In the past five months, three major reports have been released showing charter schools performed more poorly than public schools on the same tests. The most recent of them, issued this month by the Education Department, presented a re-analysis of data from the National Assessment of Educational Progress comparing outcomes for charter and public school students on these national exams. It echoed the NAEP findings released in August by the American Federation of Teachers. Yet another report, released reluctantly by the Education Department this fall, looked at state exam data in five states and came to the same conclusion.

What are we to make of this? Proponents of charter schools say we don't have enough data and that the schools have not existed long enough to be judged. Opponents say three strikes and you're out.

My own view is that there are important public policy lessons to be learned from a reform movement that was promoted as the answer to a failing public school system, and that cannot, 14 years later, keep pace with that system. As a researcher who has studied charter school reform in six states, I believe we should not interpret the recent reports as an indictment of individual charter schools. Rather, they should alert policymakers to the hazards of building an educational reform movement on top of untested rhetoric about market forces and public schools.

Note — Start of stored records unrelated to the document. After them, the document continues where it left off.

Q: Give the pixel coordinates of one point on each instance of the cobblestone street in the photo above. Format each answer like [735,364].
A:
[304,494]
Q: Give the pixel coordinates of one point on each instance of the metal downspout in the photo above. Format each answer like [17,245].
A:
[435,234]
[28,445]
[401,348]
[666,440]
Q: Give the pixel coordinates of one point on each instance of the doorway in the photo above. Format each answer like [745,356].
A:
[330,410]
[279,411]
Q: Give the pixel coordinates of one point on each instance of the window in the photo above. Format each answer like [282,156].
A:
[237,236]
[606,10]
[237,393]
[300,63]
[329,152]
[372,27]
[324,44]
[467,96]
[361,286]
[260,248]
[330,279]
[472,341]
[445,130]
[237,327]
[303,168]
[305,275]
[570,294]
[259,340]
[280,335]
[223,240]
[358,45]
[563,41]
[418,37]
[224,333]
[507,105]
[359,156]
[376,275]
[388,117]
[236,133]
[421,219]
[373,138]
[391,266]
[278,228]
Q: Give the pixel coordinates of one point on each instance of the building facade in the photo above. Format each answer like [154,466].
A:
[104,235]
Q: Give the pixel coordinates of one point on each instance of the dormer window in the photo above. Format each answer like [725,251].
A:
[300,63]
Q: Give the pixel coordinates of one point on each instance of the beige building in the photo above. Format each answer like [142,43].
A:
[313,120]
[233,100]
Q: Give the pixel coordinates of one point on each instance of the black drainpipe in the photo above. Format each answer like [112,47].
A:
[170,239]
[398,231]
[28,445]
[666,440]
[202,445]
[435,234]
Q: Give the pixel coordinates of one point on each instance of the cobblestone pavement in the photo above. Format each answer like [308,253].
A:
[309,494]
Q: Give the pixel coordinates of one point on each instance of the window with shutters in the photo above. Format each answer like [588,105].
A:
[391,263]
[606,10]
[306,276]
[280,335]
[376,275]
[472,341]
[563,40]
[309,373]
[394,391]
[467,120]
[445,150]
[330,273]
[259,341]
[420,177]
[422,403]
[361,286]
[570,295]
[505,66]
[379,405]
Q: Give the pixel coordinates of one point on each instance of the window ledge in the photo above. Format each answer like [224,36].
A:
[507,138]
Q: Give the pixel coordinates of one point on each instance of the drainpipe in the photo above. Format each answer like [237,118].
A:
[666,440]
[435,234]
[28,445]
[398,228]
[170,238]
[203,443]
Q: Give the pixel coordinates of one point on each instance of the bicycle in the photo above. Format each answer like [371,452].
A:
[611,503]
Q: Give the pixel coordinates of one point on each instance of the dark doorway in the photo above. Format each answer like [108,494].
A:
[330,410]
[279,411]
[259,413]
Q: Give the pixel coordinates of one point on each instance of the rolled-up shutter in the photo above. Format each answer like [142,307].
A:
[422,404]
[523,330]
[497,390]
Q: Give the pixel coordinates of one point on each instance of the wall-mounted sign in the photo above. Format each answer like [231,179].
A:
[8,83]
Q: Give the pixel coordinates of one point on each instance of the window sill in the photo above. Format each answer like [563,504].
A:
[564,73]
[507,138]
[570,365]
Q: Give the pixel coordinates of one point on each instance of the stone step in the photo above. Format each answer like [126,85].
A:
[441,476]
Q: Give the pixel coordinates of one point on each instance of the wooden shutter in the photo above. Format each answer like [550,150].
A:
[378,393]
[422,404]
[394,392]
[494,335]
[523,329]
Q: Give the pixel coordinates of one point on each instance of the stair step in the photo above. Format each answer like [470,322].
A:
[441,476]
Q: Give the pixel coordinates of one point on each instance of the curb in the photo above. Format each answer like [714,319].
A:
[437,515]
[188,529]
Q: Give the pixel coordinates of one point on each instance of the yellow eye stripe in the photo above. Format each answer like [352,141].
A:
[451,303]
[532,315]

I have seen some excellent charter schools, with well-trained educators and solid curricula. They tend to be in more middle-class communities, where private resources augment the low level of public funding charter schools receive. I have also seen charter schools run by people who collect the public funding while providing minimal services for low-income students who have few other options. And I have seen a lot of charter schools that fall somewhere in between — not stellar, not awful, but no better than the public schools nearby.

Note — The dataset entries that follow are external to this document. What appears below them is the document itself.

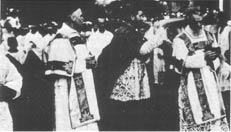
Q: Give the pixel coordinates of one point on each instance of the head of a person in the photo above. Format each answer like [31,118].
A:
[74,39]
[77,17]
[140,16]
[221,19]
[101,25]
[194,16]
[13,44]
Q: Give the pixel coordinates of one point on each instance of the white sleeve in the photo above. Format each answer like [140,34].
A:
[14,80]
[180,51]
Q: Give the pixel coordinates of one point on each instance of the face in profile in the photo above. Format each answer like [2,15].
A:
[196,21]
[78,18]
[141,16]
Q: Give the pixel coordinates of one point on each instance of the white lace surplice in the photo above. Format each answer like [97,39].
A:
[132,84]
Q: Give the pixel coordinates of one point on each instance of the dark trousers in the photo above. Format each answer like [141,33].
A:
[128,116]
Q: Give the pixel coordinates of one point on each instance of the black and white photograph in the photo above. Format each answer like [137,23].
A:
[115,65]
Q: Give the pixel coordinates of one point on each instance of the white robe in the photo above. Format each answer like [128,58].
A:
[197,61]
[67,111]
[9,77]
[98,41]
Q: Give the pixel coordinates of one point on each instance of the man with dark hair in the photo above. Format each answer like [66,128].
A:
[10,88]
[69,69]
[201,106]
[123,74]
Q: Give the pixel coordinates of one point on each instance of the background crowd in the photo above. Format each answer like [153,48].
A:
[122,63]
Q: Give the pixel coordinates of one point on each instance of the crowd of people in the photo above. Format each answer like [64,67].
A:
[105,75]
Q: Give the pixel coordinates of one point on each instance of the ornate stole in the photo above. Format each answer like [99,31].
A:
[203,99]
[82,98]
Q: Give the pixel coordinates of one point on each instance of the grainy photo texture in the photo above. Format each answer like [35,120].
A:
[115,65]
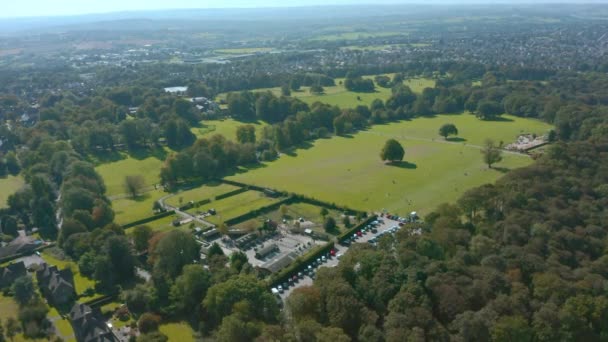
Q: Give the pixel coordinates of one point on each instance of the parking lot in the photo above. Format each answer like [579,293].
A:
[383,226]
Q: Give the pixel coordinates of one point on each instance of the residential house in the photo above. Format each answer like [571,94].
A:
[10,273]
[20,245]
[89,325]
[56,286]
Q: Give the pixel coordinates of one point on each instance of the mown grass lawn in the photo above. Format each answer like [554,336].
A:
[8,308]
[8,186]
[348,170]
[114,173]
[207,191]
[234,206]
[338,95]
[130,209]
[225,127]
[178,332]
[161,225]
[81,282]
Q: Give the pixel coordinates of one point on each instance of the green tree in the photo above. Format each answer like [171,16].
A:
[324,212]
[173,252]
[238,260]
[141,236]
[12,328]
[316,89]
[392,151]
[491,153]
[512,329]
[284,210]
[189,289]
[448,129]
[155,336]
[305,303]
[134,184]
[329,224]
[222,297]
[245,134]
[23,289]
[148,322]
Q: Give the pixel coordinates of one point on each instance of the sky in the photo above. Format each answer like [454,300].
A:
[37,8]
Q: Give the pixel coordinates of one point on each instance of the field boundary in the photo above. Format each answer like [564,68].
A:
[299,264]
[149,219]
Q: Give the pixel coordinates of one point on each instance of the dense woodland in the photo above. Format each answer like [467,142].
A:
[520,260]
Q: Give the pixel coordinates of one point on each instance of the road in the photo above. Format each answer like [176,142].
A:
[385,225]
[183,213]
[440,141]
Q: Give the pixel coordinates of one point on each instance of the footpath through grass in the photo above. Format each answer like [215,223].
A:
[178,332]
[234,206]
[8,186]
[114,173]
[338,95]
[348,170]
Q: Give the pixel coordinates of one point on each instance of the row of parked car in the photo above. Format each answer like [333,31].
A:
[370,228]
[391,230]
[309,270]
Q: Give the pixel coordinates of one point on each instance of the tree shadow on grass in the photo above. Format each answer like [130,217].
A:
[108,157]
[498,119]
[293,152]
[501,169]
[142,153]
[403,165]
[244,169]
[456,139]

With such variation at the grass-roots level, it's not fair to say all charter schools are failures. Yet clearly we have enough evidence to suggest the free-market ideals that fueled this reform movement are at best misguided and at worst harmful to the most disadvantaged students. It was this rhetoric that persuaded lawmakers in 42 states to pass laws establishing some 3,000 charter schools, which have enrolled nearly 700,000 children. It is this set of principles that lawmakers must reconsider.